I’ve been playing with a ton of intense flavors lately [and eating frozen grapes]. I guess I do that a lot, don’t I? It seems more common these days. Have you had radicchio [it's pronounced ra-dee-kyoh by the way]? Even if you haven’t gone out of your way for it, it sometimes ends up in those pre-bagged salads you can buy. While it looks like a cabbage and has a similar texture, it is actually chicory that originated in Italy. It’s bitter, especially while raw. When you cook it down or roast it, it looses some if it’s edge, but will never be without a hint of bitterness. It pairs really, really well with tangy, pungent gorgonzola. It cuts through the bitter without issue and bridges the gap between the bitter radicchio and sweet caramelized shallots.
It’s paired with steak [tagliata is just Italian for sliced] because beef is a great backdrop for whatever you’re throwing at it. In this case, bitter and tangy. It’s seared on a cast iron skillet for a few minutes on each side for a nice medium rare.
Inspiration: La Cucina Italiana Magazine
- 2 1/2 tablespoons olive oil
- 1 medium head radicchio, cored and thinly sliced
- 1 shallot, thinly sliced
- 1 garlic clove, peeled and smashed
- 1-2 ounces of crumbled gorgonzola [depending on your affinity for the flavor]
- 1lb rib eye, brought to room temperature
- fresh cracked pepper
- 1 tablespoon butter
Cover the steak in a healthy layer of salt and pepper on both sides and set aside.
Heat a large cast iron skillet on medium high heat. Once it’s hot, add 1 1/2 tablespoons olive oil. When it gets heated through, add the radicchio, shallot, and garlic. Sauté until the radicchio wilts and the shallot turns translucent, about 3-5 minutes. Empty the contents to a bowl and add the gorgonzola. Mix well. Wipe out the pan as best as possible.
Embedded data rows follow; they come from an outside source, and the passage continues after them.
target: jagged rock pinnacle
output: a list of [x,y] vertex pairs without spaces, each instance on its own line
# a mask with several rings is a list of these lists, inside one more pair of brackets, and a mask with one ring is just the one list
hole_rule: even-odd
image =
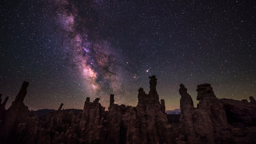
[[114,101],[115,100],[114,99],[114,96],[115,95],[114,94],[110,95],[110,102],[109,103],[109,107],[114,104]]
[[150,88],[149,93],[157,94],[156,88],[157,79],[156,78],[156,76],[155,75],[152,76],[149,76],[148,78],[150,78],[150,80],[149,81],[149,88]]
[[61,108],[62,108],[62,106],[63,106],[63,105],[64,104],[63,103],[61,103],[61,104],[60,104],[60,107],[59,107],[59,109],[58,109],[58,111],[59,111],[61,110]]
[[253,98],[252,96],[249,97],[249,98],[250,99],[250,101],[251,103],[256,103],[256,100],[255,100],[255,99],[254,99],[254,98]]
[[24,98],[27,94],[27,88],[28,86],[28,82],[24,81],[22,84],[20,90],[18,94],[15,98],[15,100],[13,102],[14,103],[22,103],[24,101]]
[[161,100],[161,111],[164,114],[165,114],[165,105],[164,103],[164,100],[162,99]]
[[197,96],[196,97],[197,100],[202,100],[205,97],[216,97],[210,84],[205,83],[197,85],[196,91],[197,92]]

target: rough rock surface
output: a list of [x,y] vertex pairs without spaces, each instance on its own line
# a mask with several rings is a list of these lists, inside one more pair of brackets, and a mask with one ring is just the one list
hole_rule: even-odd
[[[37,116],[23,103],[28,83],[24,82],[7,110],[6,97],[0,102],[0,143],[256,143],[256,102],[222,99],[211,85],[197,86],[195,108],[182,84],[179,122],[168,123],[164,101],[159,100],[157,79],[149,77],[150,90],[138,90],[136,107],[115,103],[110,95],[108,110],[86,98],[82,111],[62,109]],[[0,95],[0,101],[2,95]]]

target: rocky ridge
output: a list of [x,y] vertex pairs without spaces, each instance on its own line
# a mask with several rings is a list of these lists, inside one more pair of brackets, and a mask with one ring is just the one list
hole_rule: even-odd
[[[157,79],[149,77],[150,90],[138,90],[136,107],[115,104],[108,110],[88,97],[82,111],[65,110],[63,103],[46,116],[37,116],[24,103],[24,81],[7,110],[8,97],[0,102],[0,143],[3,144],[256,143],[256,101],[216,97],[211,84],[197,86],[195,108],[181,84],[179,123],[169,123],[164,100],[159,101]],[[0,94],[0,102],[2,102]]]

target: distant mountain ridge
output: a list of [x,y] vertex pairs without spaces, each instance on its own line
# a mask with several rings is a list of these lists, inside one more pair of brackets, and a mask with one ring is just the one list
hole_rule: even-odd
[[[75,115],[77,115],[79,113],[80,111],[82,111],[83,110],[79,109],[75,109],[74,108],[71,108],[69,109],[64,109],[65,112],[68,113],[70,110],[73,110],[74,112],[74,113]],[[44,108],[44,109],[38,109],[38,110],[35,111],[36,112],[36,115],[38,117],[41,116],[47,116],[49,112],[56,112],[57,110],[53,109],[48,109],[47,108]]]

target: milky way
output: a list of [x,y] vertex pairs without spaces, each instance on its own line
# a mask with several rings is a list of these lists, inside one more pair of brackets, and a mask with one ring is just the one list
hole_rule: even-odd
[[82,108],[86,97],[135,106],[157,78],[167,110],[183,83],[241,100],[256,93],[255,1],[23,1],[1,4],[0,93],[29,82],[30,109]]

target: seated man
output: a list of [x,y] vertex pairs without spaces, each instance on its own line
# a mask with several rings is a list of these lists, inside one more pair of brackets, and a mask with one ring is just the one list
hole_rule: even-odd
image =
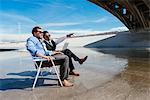
[[[51,37],[50,37],[50,34],[48,33],[48,31],[44,31],[43,32],[43,38],[45,39],[45,44],[46,44],[46,48],[48,50],[52,50],[52,51],[55,51],[56,49],[56,45],[59,44],[60,42],[64,41],[67,37],[71,37],[71,35],[73,34],[68,34],[67,36],[65,37],[61,37],[61,38],[58,38],[57,40],[53,40]],[[80,74],[75,72],[75,68],[74,68],[74,65],[72,63],[72,58],[75,60],[75,61],[78,61],[79,64],[83,64],[83,62],[86,61],[87,57],[88,56],[85,56],[84,58],[79,58],[77,57],[71,50],[69,49],[65,49],[65,50],[61,50],[59,52],[62,52],[63,54],[67,55],[69,57],[69,68],[70,68],[70,72],[69,74],[70,75],[75,75],[75,76],[79,76]]]
[[53,57],[56,60],[61,60],[61,62],[59,61],[56,64],[61,65],[60,66],[60,79],[63,83],[64,86],[73,86],[72,83],[70,83],[69,81],[67,81],[68,78],[68,69],[69,69],[69,58],[66,55],[63,54],[59,54],[57,52],[52,52],[52,51],[48,51],[44,45],[44,42],[42,42],[42,28],[41,27],[34,27],[32,29],[32,34],[33,36],[27,39],[27,50],[31,53],[32,56],[34,57],[42,57],[47,59],[48,61],[47,64],[50,63],[50,60],[52,59],[50,57],[50,55],[53,55]]

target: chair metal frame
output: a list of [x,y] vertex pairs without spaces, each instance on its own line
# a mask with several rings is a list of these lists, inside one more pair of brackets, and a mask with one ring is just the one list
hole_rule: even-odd
[[[34,80],[34,83],[33,83],[33,86],[32,86],[32,89],[34,89],[35,85],[37,83],[38,76],[39,76],[39,74],[41,72],[42,63],[43,63],[43,61],[47,61],[47,59],[44,59],[44,58],[41,58],[41,57],[32,57],[32,60],[33,60],[33,63],[35,64],[35,66],[37,68],[37,74],[36,74],[36,77],[35,77],[35,80]],[[54,71],[55,71],[55,73],[57,75],[57,78],[59,80],[60,86],[63,87],[62,81],[60,80],[60,76],[59,76],[59,73],[58,73],[59,71],[57,70],[58,66],[55,65],[54,60],[55,60],[54,58],[51,59],[52,66],[44,66],[44,67],[48,67],[48,68],[53,68],[54,69]],[[37,64],[37,61],[40,62],[39,65]],[[51,70],[49,70],[49,72],[51,72]]]

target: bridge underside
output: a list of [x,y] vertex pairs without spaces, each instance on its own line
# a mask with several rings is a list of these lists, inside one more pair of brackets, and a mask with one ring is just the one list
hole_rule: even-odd
[[150,31],[149,0],[89,0],[116,16],[131,31]]

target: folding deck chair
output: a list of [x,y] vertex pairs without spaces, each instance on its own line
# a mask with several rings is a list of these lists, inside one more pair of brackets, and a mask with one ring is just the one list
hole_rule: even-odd
[[[69,45],[68,42],[64,43],[62,50],[67,49],[68,45]],[[58,73],[59,71],[57,70],[58,66],[55,65],[54,60],[55,60],[55,58],[51,59],[52,66],[44,66],[44,67],[48,67],[48,68],[53,68],[54,69],[54,71],[55,71],[55,73],[57,75],[57,78],[59,80],[60,86],[63,87],[63,84],[62,84],[62,82],[60,80],[60,76],[59,76],[59,73]],[[36,85],[36,82],[37,82],[37,79],[38,79],[38,76],[39,76],[39,74],[41,72],[42,63],[43,63],[43,61],[47,61],[47,59],[43,59],[41,57],[32,57],[32,61],[33,61],[34,65],[35,65],[35,67],[37,69],[37,74],[36,74],[36,77],[35,77],[35,80],[34,80],[34,83],[33,83],[33,86],[32,86],[32,89],[34,89],[35,85]],[[40,64],[38,65],[37,62],[40,62]],[[49,72],[51,72],[51,69],[49,70]]]

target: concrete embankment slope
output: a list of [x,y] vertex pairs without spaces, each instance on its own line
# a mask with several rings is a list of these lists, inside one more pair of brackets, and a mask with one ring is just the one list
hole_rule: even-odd
[[85,45],[89,48],[112,48],[112,47],[128,47],[128,48],[149,48],[150,32],[131,33],[119,32],[117,35],[99,40]]

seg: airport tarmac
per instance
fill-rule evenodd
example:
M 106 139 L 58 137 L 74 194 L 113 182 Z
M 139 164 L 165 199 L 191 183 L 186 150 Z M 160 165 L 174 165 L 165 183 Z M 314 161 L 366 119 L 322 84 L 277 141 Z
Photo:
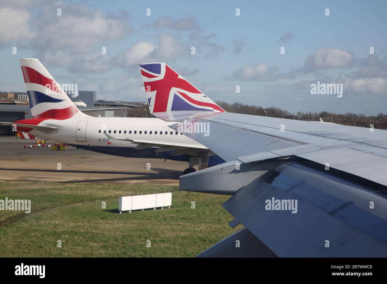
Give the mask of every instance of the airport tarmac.
M 123 158 L 71 146 L 65 151 L 24 148 L 35 142 L 0 136 L 0 181 L 178 185 L 179 177 L 188 167 L 186 162 Z M 147 163 L 150 170 L 146 169 Z

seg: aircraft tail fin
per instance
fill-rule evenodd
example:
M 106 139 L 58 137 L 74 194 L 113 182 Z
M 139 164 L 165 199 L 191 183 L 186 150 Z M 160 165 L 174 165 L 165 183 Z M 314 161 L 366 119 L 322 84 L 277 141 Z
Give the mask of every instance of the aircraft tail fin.
M 33 118 L 88 116 L 80 111 L 38 59 L 20 58 Z

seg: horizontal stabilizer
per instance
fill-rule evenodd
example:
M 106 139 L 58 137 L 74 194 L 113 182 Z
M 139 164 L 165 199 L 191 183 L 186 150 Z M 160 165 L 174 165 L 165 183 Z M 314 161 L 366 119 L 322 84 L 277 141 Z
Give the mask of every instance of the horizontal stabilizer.
M 33 129 L 37 129 L 39 130 L 44 130 L 46 129 L 51 129 L 54 130 L 55 129 L 58 129 L 58 128 L 56 126 L 41 126 L 41 125 L 33 125 L 33 124 L 26 124 L 24 123 L 15 123 L 13 122 L 0 122 L 0 125 L 7 125 L 10 126 L 13 126 L 14 125 L 16 125 L 16 127 L 21 126 L 21 127 L 26 128 L 32 128 Z

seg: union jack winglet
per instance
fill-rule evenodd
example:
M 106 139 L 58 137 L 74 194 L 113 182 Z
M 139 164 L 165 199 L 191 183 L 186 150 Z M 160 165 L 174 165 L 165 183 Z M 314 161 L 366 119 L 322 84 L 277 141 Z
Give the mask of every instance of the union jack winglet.
M 165 63 L 140 64 L 140 71 L 152 113 L 173 111 L 225 112 Z

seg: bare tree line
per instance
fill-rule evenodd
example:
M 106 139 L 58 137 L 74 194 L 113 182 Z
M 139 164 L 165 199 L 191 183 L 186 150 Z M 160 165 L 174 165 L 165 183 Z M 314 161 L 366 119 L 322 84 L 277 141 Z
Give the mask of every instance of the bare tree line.
M 387 115 L 382 113 L 379 113 L 377 116 L 368 116 L 363 114 L 356 114 L 347 112 L 345 114 L 341 114 L 328 111 L 319 113 L 298 111 L 296 114 L 294 114 L 274 107 L 264 108 L 259 106 L 244 105 L 238 102 L 232 104 L 222 101 L 217 101 L 215 102 L 229 112 L 264 116 L 267 115 L 272 117 L 316 121 L 319 121 L 319 118 L 321 117 L 325 122 L 367 128 L 370 127 L 370 124 L 372 124 L 375 128 L 387 129 Z

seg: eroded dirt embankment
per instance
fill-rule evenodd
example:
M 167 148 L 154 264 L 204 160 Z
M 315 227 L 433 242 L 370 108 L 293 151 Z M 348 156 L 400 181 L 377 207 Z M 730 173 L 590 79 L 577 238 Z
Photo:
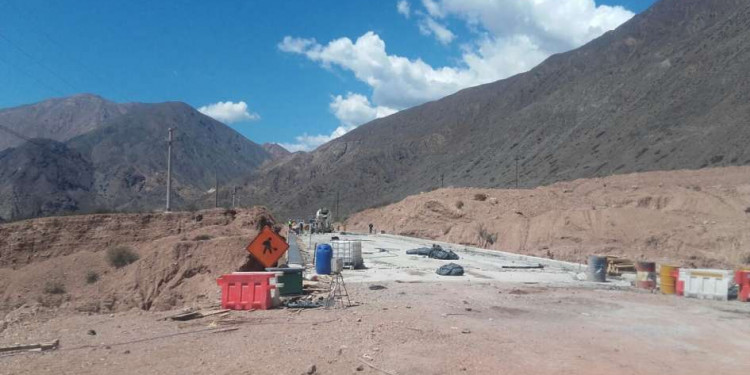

Adjust the heat to high and add the remaining tablespoon of olive oil and the butter. When the butter melts, add the steak. Allow it to sear on one side for 3-4 minutes before flipping. After another 3-4 minutes, pull the steak off the pan and set it aside to rest for 10 minutes before slicing across the grain. I ate half the steak with half of the radicchio, and saved the rest for lunch the next day.